Andere jüdische Vereinsmitglieder, wie der ETB-Torwart Henry Samson, kamen dem jedoch zuvor. Sie spürten schon Anfang der zwanziger Jahre einen latenten Antisemitismus im bürgerlich-nationalistischen Sportbetrieb. Als Reaktion auf die unterschwelligen Diskriminierungen verließen Samson und seine Sportkameraden ihre ehemaligen Vereine und gründeten 1923 den Turn- und Sportklub Hakoah Essen. Um am offiziellen Spielbetrieb teilnehmen zu dürfen, beantragte Hakoah ein Jahr später die Aufnahme in den Westdeutschen Spielverband (WSV). Wegen angeblicher "Überfüllung" der Essener Spielklassen lehnten die führenden WSV-Funktionäre das Aufnahmegesuch jedoch ab. Daher schloss sich Hakoah Essen 1925 gemeinsam mit anderen jüdischen Klubs zum "Verband jüdischer neutraler Turn- und Sportvereine (VINTUS)" zusammen. Neben dem VINTUS bestanden Mitte der zwanziger Jahre bereits zwei weitere jüdische Sportverbände: Zum einen der 1921 gegründete zionistische Deutsche Makkabi-Kreis, der das Ziel verfolgte, "Juden auf die Auswanderung vorzubereiten". Zum anderen der ebenfalls seit 1925 existierende Reichsbund "Schild", der dem national-konservativen Reichsbund Jüdischer Frontsoldaten (RJF) angeschlossen war und im Gegensatz zu den Makkabi-Vereinen auf Integration und Selbstbehauptung in der Gesellschaft setzte. 1933 schloss sich der VINTUS schließlich dem Makkabi-Verband an, um eine weitere Zersplitterung des jüdischen Sportbetriebs aufzuhalten. Auf Druck der Nationalsozialisten kam es dann 1935 auch noch zum Zusammenschluss mit dem "Schild".
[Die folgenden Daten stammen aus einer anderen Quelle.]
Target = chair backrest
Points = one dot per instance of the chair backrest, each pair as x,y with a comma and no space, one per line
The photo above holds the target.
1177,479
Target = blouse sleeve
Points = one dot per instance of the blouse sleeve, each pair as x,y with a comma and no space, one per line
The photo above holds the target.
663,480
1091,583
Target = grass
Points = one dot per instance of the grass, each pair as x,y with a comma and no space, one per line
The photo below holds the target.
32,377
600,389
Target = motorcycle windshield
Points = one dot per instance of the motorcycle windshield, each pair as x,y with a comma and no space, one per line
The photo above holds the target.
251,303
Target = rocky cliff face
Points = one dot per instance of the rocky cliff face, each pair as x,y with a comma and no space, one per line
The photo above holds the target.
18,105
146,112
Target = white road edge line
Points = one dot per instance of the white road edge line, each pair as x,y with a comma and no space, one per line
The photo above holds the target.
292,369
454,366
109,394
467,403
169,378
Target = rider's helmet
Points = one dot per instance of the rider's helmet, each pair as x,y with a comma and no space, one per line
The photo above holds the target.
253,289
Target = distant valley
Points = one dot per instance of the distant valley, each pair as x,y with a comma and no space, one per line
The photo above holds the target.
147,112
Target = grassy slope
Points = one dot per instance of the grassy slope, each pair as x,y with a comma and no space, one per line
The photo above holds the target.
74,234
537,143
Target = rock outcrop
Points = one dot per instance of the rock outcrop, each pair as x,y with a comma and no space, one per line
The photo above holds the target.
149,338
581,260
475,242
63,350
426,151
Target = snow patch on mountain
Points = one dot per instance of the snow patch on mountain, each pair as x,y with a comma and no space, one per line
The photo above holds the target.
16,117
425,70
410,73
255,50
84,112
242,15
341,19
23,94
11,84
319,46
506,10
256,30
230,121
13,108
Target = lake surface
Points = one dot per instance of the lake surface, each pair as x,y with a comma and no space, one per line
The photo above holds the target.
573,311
Verboten wurden die jüdischen Sportklubs nach der Machtübernahme durch die Nationalsozialisten zunächst also nicht. Die Strategie der Reichsführung bestand darin, die Vereine weiter bestehen zu lassen, um so alle jüdischen Aktivitäten besser kanalisieren und kontrollieren zu können. Da jüdische Klubs nun in der Regel nur noch untereinander Wettkämpfe austragen durften, entstand nach 1933 ein rein jüdischer Spielbetrieb im Reich. Hinzu kamen ständige Schikanen durch die Behörden, die beispielsweise die Suche der Vereine nach geeigneten Spielstätten erheblich erschwerten. Um nicht das Ansehen des "Dritten Reiches" im Ausland zu beschädigen, sahen die Nationalsozialisten jedoch zunächst von weiteren Schritten ab. Denn mit den Olympischen Spielen von 1936 stand ein Höhepunkt nationalsozialistischer Propaganda und Selbstinszenierung vor der Tür. Kritik an einer zu auffälligen Diskriminierungspolitik oder im schlimmsten Fall einen Boykott von Staaten wie den USA wollte das Hitler-Regime unbedingt vermeiden.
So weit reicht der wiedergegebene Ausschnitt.